How to group by the elements of an array in Swift

Ruben picture Ruben · Jul 4, 2015 · Viewed 66.6k times · Source

Let's say that I have this code:

class Stat {
   var statEvents : [StatEvents] = []
}

struct StatEvents {
   var name: String
   var date: String
   var hours: Int
}


var currentStat = Stat()

currentStat.statEvents = [
   StatEvents(name: "lunch", date: "01-01-2015", hours: 1),
   StatEvents(name: "dinner", date: "01-01-2015", hours: 1),
   StatEvents(name: "dinner", date: "01-01-2015", hours: 1),
   StatEvents(name: "lunch", date: "01-01-2015", hours: 1),
   StatEvents(name: "dinner", date: "01-01-2015", hours: 1)
]

var filteredArray1 : [StatEvents] = []
var filteredArray2 : [StatEvents] = []

I could call as many times manually the next function in order to have 2 arrays grouped by "same name".

filteredArray1 = currentStat.statEvents.filter({$0.name == "dinner"})
filteredArray2 = currentStat.statEvents.filter({$0.name == "lunch"})

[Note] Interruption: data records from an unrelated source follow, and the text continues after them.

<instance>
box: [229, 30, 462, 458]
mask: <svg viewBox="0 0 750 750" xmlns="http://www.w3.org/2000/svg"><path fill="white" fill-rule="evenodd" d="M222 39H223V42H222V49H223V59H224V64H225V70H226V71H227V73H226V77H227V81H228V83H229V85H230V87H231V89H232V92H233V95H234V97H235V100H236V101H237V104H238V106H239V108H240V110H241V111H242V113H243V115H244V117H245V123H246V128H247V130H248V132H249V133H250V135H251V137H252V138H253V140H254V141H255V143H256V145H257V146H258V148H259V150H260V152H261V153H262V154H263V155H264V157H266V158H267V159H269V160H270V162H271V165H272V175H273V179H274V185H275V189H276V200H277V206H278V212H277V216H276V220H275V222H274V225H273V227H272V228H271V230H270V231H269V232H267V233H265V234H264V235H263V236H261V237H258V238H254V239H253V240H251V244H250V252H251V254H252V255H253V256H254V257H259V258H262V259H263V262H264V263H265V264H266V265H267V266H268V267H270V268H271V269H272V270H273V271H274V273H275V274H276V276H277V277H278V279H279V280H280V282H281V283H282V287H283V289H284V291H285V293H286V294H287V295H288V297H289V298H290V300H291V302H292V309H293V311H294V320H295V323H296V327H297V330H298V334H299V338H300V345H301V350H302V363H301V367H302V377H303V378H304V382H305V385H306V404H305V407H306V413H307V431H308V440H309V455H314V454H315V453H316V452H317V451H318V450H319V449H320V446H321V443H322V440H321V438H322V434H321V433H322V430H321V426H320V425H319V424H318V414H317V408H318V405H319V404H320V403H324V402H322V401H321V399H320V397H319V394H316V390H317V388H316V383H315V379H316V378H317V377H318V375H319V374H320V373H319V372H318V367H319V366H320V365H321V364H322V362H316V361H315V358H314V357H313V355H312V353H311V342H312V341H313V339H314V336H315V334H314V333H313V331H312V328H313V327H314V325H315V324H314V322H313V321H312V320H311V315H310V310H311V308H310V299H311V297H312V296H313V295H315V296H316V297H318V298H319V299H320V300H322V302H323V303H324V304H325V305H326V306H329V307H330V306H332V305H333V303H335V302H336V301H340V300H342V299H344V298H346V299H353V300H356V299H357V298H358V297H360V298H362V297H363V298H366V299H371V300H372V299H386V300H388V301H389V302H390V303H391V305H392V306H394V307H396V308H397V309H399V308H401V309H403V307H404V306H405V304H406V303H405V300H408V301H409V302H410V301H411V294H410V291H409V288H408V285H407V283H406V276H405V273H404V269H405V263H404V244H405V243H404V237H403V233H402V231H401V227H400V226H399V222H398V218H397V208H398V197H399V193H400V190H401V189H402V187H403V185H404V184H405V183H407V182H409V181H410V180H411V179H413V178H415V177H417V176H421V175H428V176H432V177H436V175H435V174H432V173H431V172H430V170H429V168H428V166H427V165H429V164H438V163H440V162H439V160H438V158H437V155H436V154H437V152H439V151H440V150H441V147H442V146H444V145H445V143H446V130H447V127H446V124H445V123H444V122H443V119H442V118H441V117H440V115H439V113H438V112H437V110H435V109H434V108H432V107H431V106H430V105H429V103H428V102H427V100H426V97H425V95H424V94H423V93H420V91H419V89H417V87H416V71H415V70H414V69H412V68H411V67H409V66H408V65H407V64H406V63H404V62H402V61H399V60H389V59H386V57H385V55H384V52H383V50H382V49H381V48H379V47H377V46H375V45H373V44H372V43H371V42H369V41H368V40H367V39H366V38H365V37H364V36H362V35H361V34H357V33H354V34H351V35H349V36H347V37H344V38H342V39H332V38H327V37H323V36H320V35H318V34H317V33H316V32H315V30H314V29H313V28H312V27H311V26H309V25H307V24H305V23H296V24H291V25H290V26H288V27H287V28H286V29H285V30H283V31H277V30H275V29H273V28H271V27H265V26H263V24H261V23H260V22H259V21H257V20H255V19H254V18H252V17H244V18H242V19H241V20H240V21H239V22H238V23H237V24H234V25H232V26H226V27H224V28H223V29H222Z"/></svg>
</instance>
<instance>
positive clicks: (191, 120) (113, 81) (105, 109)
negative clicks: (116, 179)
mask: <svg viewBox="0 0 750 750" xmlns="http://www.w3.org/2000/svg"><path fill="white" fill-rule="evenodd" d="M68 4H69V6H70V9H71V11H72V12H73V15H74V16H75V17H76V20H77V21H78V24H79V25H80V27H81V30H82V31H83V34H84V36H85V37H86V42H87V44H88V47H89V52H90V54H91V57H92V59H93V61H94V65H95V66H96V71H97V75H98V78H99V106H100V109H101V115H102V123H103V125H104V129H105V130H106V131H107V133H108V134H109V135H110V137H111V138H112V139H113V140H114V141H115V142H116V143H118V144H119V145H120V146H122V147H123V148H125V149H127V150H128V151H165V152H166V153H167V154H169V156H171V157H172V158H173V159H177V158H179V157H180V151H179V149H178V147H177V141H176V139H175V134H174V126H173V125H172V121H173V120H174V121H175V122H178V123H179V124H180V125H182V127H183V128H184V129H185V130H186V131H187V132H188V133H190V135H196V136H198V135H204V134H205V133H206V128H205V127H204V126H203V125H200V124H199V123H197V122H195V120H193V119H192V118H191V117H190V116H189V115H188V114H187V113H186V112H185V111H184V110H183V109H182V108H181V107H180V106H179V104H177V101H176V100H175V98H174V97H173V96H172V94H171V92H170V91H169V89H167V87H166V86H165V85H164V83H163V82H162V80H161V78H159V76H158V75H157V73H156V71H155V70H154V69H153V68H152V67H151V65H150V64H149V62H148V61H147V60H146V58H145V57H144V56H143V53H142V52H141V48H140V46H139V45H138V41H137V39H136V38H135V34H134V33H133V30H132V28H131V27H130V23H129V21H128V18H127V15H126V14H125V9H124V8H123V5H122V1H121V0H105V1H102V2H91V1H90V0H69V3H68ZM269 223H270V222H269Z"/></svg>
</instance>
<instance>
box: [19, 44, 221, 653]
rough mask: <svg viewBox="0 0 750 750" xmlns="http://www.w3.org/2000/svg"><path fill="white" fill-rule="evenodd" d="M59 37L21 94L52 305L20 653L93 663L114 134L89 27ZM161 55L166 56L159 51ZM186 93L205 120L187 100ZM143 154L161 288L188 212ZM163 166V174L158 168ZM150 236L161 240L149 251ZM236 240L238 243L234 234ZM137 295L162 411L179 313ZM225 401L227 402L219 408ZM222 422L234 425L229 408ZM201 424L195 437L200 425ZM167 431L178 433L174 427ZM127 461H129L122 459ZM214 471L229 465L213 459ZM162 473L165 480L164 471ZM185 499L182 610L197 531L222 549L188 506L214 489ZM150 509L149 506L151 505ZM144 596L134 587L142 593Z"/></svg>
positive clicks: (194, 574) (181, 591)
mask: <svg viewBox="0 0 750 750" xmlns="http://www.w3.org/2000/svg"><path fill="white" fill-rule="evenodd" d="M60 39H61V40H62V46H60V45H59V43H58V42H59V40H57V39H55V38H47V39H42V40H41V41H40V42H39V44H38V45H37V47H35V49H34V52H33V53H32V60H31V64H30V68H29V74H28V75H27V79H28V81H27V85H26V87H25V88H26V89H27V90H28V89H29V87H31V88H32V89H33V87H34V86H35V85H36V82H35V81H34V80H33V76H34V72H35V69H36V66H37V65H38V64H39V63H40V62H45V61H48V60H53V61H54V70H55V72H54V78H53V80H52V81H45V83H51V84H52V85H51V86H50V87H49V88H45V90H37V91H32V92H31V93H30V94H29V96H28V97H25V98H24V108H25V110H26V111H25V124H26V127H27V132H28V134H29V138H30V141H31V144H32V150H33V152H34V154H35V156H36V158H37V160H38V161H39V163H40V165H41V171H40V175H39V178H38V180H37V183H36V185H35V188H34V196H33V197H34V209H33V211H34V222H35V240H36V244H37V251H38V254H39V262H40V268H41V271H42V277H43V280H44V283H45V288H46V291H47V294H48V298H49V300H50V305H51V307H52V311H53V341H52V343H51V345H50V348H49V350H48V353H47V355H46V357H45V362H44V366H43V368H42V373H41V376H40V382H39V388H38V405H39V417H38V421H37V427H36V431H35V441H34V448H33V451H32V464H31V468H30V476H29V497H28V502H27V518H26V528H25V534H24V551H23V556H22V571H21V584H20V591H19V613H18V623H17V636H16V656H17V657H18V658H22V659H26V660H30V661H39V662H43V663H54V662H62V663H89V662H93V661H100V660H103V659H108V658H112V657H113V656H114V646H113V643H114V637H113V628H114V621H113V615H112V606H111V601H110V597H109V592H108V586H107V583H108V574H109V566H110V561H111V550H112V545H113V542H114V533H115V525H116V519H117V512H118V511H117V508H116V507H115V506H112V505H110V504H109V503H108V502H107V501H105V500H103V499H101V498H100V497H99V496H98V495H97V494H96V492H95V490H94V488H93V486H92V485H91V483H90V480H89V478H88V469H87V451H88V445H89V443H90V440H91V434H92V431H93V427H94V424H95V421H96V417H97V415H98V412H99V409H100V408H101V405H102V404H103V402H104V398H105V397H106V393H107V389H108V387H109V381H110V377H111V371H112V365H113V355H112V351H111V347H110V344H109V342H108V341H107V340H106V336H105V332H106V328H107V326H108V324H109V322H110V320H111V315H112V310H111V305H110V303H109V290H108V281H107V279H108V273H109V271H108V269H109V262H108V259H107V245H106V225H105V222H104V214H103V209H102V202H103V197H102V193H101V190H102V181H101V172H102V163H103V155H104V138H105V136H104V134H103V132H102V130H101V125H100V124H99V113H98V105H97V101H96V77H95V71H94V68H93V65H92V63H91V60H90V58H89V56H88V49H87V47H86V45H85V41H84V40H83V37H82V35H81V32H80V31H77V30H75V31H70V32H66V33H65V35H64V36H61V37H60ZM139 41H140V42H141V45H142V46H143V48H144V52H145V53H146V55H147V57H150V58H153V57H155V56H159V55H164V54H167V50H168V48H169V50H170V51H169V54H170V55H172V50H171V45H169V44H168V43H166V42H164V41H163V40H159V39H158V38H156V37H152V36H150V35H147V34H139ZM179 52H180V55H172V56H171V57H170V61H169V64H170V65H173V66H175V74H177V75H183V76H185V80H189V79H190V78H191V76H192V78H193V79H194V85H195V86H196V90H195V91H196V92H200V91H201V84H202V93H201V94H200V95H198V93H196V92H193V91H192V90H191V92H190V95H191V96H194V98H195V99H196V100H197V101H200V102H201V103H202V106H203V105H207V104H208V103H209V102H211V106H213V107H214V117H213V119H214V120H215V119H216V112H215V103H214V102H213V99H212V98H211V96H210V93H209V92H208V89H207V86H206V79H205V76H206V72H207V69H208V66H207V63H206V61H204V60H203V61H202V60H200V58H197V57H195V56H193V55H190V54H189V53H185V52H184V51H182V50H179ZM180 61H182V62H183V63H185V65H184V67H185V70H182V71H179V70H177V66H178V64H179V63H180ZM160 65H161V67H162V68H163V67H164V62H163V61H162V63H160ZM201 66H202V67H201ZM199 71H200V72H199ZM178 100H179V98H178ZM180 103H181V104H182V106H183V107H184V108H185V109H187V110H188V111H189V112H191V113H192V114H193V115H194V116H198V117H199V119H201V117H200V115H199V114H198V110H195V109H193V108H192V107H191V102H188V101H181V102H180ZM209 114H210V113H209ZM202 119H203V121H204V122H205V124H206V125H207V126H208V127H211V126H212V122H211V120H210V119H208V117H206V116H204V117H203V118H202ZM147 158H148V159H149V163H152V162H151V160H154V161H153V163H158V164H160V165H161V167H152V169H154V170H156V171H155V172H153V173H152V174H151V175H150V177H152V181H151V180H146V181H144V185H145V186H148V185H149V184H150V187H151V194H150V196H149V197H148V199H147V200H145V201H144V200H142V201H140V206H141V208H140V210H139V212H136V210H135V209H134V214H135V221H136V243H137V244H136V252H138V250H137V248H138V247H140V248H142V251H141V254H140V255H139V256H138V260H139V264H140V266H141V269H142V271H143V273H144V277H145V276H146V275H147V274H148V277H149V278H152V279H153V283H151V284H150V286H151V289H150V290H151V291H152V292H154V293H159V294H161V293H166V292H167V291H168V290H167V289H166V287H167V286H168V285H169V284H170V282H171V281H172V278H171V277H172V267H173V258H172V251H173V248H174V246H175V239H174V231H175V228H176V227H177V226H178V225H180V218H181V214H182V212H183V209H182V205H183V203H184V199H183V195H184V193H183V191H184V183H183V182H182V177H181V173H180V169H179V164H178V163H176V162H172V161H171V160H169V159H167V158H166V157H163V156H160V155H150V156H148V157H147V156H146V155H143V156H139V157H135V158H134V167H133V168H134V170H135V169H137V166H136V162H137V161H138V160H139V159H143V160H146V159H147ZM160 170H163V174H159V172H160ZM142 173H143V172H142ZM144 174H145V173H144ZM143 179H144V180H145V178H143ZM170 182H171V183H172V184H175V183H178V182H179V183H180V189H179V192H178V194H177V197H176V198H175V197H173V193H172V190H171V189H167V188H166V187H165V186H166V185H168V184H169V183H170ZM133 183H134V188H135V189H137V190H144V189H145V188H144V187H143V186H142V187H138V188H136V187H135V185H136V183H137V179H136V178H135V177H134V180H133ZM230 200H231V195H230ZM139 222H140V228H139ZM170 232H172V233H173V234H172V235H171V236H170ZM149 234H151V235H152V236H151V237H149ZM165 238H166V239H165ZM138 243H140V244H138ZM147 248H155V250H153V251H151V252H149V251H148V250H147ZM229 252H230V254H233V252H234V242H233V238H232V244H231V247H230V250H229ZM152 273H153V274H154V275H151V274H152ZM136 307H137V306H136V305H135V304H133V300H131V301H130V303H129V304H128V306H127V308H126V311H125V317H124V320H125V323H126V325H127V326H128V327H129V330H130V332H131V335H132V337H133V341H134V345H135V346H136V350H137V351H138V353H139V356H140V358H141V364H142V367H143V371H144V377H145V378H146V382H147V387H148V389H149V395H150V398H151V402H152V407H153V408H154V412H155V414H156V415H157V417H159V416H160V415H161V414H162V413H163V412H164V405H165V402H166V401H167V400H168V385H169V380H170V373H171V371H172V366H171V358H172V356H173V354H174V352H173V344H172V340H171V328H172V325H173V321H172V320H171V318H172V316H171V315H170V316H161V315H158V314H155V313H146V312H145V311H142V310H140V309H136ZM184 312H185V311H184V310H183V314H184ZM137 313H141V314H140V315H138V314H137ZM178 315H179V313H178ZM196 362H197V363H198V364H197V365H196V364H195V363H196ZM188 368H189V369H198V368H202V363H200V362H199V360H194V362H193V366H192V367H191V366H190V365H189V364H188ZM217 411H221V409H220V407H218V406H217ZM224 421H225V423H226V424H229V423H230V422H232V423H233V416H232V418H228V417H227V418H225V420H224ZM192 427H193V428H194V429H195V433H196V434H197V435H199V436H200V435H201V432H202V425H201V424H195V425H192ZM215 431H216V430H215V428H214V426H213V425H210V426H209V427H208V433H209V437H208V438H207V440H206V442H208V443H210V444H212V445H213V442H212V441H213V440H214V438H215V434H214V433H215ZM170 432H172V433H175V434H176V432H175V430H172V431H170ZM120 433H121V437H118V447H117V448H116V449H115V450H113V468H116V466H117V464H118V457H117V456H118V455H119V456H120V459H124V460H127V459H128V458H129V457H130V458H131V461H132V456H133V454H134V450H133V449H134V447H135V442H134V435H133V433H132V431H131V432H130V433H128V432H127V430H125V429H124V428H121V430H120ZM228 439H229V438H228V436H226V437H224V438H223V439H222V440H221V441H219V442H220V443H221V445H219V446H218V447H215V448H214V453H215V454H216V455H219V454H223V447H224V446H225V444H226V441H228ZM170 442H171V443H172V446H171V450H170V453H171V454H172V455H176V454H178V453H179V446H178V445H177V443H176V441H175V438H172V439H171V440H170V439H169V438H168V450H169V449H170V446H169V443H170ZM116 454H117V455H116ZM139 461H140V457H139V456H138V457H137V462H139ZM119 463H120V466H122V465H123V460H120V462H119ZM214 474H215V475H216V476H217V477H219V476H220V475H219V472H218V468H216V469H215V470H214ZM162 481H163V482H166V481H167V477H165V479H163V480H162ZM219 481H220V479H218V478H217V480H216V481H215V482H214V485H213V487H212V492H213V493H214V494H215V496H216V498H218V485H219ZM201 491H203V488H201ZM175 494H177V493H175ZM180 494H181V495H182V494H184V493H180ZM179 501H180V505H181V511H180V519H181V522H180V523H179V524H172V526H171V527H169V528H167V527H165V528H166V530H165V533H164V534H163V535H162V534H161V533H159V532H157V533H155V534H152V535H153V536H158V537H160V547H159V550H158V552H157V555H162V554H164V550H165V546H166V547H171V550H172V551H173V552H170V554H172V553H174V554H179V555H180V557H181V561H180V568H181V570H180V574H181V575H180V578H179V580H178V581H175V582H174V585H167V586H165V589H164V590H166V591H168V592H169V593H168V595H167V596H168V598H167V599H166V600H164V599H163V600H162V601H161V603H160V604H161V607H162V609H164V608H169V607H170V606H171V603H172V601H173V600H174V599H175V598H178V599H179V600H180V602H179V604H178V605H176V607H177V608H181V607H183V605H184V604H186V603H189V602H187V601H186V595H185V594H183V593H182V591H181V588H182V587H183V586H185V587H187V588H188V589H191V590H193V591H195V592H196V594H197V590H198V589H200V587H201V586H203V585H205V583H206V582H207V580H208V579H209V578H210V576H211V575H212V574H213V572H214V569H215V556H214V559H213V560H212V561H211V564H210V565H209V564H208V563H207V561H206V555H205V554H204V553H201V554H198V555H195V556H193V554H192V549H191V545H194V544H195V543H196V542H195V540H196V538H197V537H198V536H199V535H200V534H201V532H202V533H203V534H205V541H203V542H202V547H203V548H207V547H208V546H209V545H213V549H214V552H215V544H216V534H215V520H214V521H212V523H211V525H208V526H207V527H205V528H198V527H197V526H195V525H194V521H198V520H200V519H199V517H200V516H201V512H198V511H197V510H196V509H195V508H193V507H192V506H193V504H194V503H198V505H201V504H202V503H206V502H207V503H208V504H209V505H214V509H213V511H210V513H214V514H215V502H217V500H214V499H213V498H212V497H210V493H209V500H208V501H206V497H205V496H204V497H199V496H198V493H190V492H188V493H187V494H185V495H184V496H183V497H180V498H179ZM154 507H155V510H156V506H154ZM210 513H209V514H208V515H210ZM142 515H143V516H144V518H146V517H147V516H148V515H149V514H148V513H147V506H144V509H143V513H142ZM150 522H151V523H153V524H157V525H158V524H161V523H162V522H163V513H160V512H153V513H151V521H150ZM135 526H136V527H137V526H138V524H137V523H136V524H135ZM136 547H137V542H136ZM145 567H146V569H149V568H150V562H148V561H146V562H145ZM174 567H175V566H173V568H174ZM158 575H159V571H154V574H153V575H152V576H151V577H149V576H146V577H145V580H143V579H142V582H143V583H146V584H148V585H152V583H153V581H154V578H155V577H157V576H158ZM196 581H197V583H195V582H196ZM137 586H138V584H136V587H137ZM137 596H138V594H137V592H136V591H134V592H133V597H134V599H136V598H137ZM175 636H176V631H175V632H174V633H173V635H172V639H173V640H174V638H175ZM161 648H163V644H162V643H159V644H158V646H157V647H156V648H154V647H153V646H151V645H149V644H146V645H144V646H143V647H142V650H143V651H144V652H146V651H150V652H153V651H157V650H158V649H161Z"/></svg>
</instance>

The problem is that I won't know the variable value, in this case "dinner" and "lunch", so I would like to group this array of statEvents automatically by name, so I get as many arrays as the name gets different.

How could I do that?

Answer

oisdk picture oisdk · Jul 4, 2015

Swift 4:

Since Swift 4, this functionality has been added to the standard library. You can use it like so:

Dictionary(grouping: statEvents, by: { $0.name })
[
  "dinner": [
    StatEvents(name: "dinner", date: "01-01-2015", hours: 1),
    StatEvents(name: "dinner", date: "01-01-2015", hours: 1),
    StatEvents(name: "dinner", date: "01-01-2015", hours: 1)
  ],
  "lunch": [
    StatEvents(name: "lunch", date: "01-01-2015", hours: 1),
    StatEvents(name: "lunch", date: "01-01-2015", hours: 1)
]

Swift 3:

public extension Sequence {
    func group<U: Hashable>(by key: (Iterator.Element) -> U) -> [U:[Iterator.Element]] {
        var categories: [U: [Iterator.Element]] = [:]
        for element in self {
            let key = key(element)
            if case nil = categories[key]?.append(element) {
                categories[key] = [element]
            }
        }
        return categories
    }
}

Unfortunately, the append function above copies the underlying array, instead of mutating it in place, which would be preferable. This causes a pretty big slowdown. You can get around the problem by using a reference type wrapper:

class Box<A> {
  var value: A
  init(_ val: A) {
    self.value = val
  }
}

public extension Sequence {
  func group<U: Hashable>(by key: (Iterator.Element) -> U) -> [U:[Iterator.Element]] {
    var categories: [U: Box<[Iterator.Element]>] = [:]
    for element in self {
      let key = key(element)
      if case nil = categories[key]?.value.append(element) {
        categories[key] = Box([element])
      }
    }
    var result: [U: [Iterator.Element]] = Dictionary(minimumCapacity: categories.count)
    for (key,val) in categories {
      result[key] = val.value
    }
    return result
  }
}

Even though you traverse the final dictionary twice, this version is still faster than the original in most cases.

Swift 2:

public extension SequenceType {

  /// Categorises elements of self into a dictionary, with the keys given by keyFunc

  func categorise<U : Hashable>(@noescape keyFunc: Generator.Element -> U) -> [U:[Generator.Element]] {
    var dict: [U:[Generator.Element]] = [:]
    for el in self {
      let key = keyFunc(el)
      if case nil = dict[key]?.append(el) { dict[key] = [el] }
    }
    return dict
  }
}

In your case, you could have the "keys" returned by keyFunc be the names:

currentStat.statEvents.categorise { $0.name }
[  
  dinner: [
    StatEvents(name: "dinner", date: "01-01-2015", hours: 1),
    StatEvents(name: "dinner", date: "01-01-2015", hours: 1),
    StatEvents(name: "dinner", date: "01-01-2015", hours: 1)
  ], lunch: [
    StatEvents(name: "lunch", date: "01-01-2015", hours: 1),
    StatEvents(name: "lunch", date: "01-01-2015", hours: 1)
  ]
]

So you'll get a dictionary, where every key is a name, and every value is an array of the StatEvents with that name.

Swift 1

func categorise<S : SequenceType, U : Hashable>(seq: S, @noescape keyFunc: S.Generator.Element -> U) -> [U:[S.Generator.Element]] {
  var dict: [U:[S.Generator.Element]] = [:]
  for el in seq {
    let key = keyFunc(el)
    dict[key] = (dict[key] ?? []) + [el]
  }
  return dict
}

categorise(currentStat.statEvents) { $0.name }

Which gives the output:

extension StatEvents : Printable {
  var description: String {
    return "\(self.name): \(self.date)"
  }
}
print(categorise(currentStat.statEvents) { $0.name })
[
  dinner: [
    dinner: 01-01-2015,
    dinner: 01-01-2015,
    dinner: 01-01-2015
  ], lunch: [
    lunch: 01-01-2015,
    lunch: 01-01-2015
  ]
]

(The swiftstub is here)